Pros and cons aside, Virtuality did provide an opportunity for an awesome remake to find it’s way into arcades where it belongs – a conversion of Missile Command 3D, which was also released for the Atari Jaguar.  There was also the bizarre Pac-Man VR, where you played Pac-Man through his eyes (video embedded).What are your thoughts on this? Are we ripe enough to see a return to VR gaming?


9 Comments »

  1. igo January 13, 2011 at 5:38 pm - Reply

    It is time for a return to VR. With all the tech we have now. I could see how VR has the opportunity be very immersive now.

  2. Brent Silby January 13, 2011 at 10:27 pm - Reply

    I remember trying it out in the early 90s. I thought the concept was good, but the 3d rendering was far too slow. It jerked around too much when I turned my head. Great idea though. I’m very interested in seeing it again with modern computing technology.

  3. editor January 14, 2011 at 6:31 am - Reply

    I was lucky enough to work for the early VR developers in the 90’s – and one of my first consultancy projects was for Virtuality. The company was breaking new ground – but using technology that was unable to achieve the performance needed to create a compelling VR environment. Their ideas were unachievable using RISC hardware.

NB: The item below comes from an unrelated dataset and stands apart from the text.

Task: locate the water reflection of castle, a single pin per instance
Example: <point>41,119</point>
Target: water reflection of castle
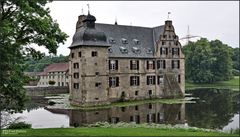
<point>146,113</point>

    Brent is right; seeing what these aspirations could do now with the PS3 and latest PC CGi and performance – along with the new tracking technology is an interesting application. I have already started to work on VR based consultancy projects for the amusement scene – though I am sure the consumer side will get the momentum rolling.

    No one ever wrote a compelling report on the VR boom of the 90’s – think we may have to do one for the Stinger.

  4. ECM January 14, 2011 at 9:59 am - Reply

    I think it’s a foregone conclusion that this is where the tech will go, eventually, so it’s really just a question of cost to the end-user, be it consumer or amusement center level and figuring out some way to minimize its intrusiveness (i.e. wearing cumbersome gear, which, outside of the goggles, should be well on its way to, err, reality).

    The only headache I see, ultimately, is simulating movement of any sort, e.g. actually walking in an FPS, but the tech hardly requires that to be viable and immersive.

  5. ArcadeNut January 14, 2011 at 7:29 pm - Reply

    Forget VR glasses, helmets, etc – The true “next wave” of innovation for the arcade game industry will be incorporating 3DTV monitors that do not require glasses or external hardware – Look for this in late 2013-2014

    Link to article about first “no-glass” 3DTV from Toshiba:
    http://news.cnet.com/8301-13506_3-20018421-17.html

    • arcadehero January 15, 2011 at 7:50 am - Reply

      Actually there is one arcade game that already uses no-glasses 3D monitors, it’s even an official Disney product called 3D Disney Ping Pong. We ran a few stories about it in 2010, problem is that it’s a Chinese-only product so we’ve only seen pictures of it, no video.

      Also at JAMMA in Japan last year SIE Electronics and Taito both showed their own non-glasses 3D hardware, we don’t have any game announcements for either one yet though. But I do agree that the tech will begin to make some waves in the industry before too long.

    • editor January 15, 2011 at 8:03 am - Reply

      I think you may find that non-invasive 3D may be a bit of a red herring. Though it will be popular – the aspect of 3D graphics has been a issue of technology rather than compelling play – VR at least offers a new play experience – and that is the name of the game.